Brown Quail Bird Species Information, Diet, Characteristics

Brown Quail Bird

The Brown Quail also goes by different names such silver quail, swamp quail or partridge quail in the different regions where it is found. It is a plump ground-dwelling bird with short rounded wings. Quails rarely fly. They prefer to hide in the undergrowth, and when flushed out by an intruder, they fly in short, low bursts, with a rapid whirring sound, seeking cover and hiding in the grass. In New Zealand, the Brown Quail is only about seven to eight inches long, while in Tasmania it is larger and darker. The bird’s color varies from a dusky grey brown back to reddish chestnut brown below. The back is also heavily freckled with black and rust brown markings.  They have fine white streaks since each feather has a thin white line down the middle. The bill is thick, short and black. Quails have eyes ranging from yellow to red, while the feet and legs are also orange-yellow. The female bird is bigger. Its belly is paler but the back is more heavily marked. The young bird is like the adult female, but its eyes are dark brown and the markings on its back and chest are less distinct.

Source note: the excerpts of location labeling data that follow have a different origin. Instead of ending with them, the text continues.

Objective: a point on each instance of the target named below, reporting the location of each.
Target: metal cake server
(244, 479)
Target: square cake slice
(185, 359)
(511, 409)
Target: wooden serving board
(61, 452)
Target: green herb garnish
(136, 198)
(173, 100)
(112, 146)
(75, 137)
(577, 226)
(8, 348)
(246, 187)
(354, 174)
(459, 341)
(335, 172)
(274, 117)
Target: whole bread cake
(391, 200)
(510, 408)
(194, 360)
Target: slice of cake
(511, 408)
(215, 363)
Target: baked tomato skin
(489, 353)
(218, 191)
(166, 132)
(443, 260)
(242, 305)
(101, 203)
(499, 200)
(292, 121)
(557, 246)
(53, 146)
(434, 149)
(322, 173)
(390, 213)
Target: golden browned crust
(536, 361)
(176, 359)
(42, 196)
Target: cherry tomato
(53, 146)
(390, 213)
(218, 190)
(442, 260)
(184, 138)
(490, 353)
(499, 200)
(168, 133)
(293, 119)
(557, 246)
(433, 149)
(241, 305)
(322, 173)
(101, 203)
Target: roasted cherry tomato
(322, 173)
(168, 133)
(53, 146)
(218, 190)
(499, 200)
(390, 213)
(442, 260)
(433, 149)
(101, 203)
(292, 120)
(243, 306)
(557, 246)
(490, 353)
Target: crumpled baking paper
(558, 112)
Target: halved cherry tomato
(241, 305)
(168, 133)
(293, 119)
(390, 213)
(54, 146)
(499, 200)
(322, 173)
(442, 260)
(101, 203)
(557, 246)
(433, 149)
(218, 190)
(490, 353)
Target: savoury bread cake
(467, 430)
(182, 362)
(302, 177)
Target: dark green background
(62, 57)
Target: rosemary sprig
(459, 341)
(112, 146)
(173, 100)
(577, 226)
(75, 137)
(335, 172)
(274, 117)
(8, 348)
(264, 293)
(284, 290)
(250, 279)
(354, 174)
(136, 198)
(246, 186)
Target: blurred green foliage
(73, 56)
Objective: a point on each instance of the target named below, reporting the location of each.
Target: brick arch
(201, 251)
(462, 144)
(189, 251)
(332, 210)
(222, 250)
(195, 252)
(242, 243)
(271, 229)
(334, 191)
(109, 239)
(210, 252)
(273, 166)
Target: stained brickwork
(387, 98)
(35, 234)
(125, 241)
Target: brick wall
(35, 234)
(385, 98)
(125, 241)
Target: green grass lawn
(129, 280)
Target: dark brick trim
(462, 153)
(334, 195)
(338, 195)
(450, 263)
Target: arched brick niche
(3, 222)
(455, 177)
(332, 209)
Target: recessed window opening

The Brown Quail is found on the low lands along the seashore of eastern and northern, Western and south-western Australia. It is also found in Tasmania, Indonesia and Papua New Guinea, and has been introduced to New Zealand and Fiji.

The Brown Quail is usually found wherever suitable breeding and feeding conditions are available, and where they can find places to hide. These would be dense wet grasslands near a brook or a bog, freshwater wetlands, shrub lands and even agricultural area. In fact, they have been often spotted and hunted in open pastures or in roadsides adjacent to farms. Brown Quail eat insects, green shoots, and seeds of grasses, fruits and vegetables. They usually feed in the early morning or evening, and may be seen crossing roads or feeding along roadsides. Quails which are kept in aviaries also eat commercial poultry pellets. Brown Quails breed round the year. They make a nest in the ground, not far from water, and hidden in thick grass, with some overhanging vegetation for further protection. Both adults take turns in incubating the eggs. The chicks leave the nest immediately after hatching.  Quails can be bred in aviaries along with finches, pigeons, doves and parrots. It is best to keep only one pair per aviary, as they are noisy birds.

However, they are often hunted for their meat. E encroachment of dense grasslands where they can hide, has also caused a significant decline in their numbers.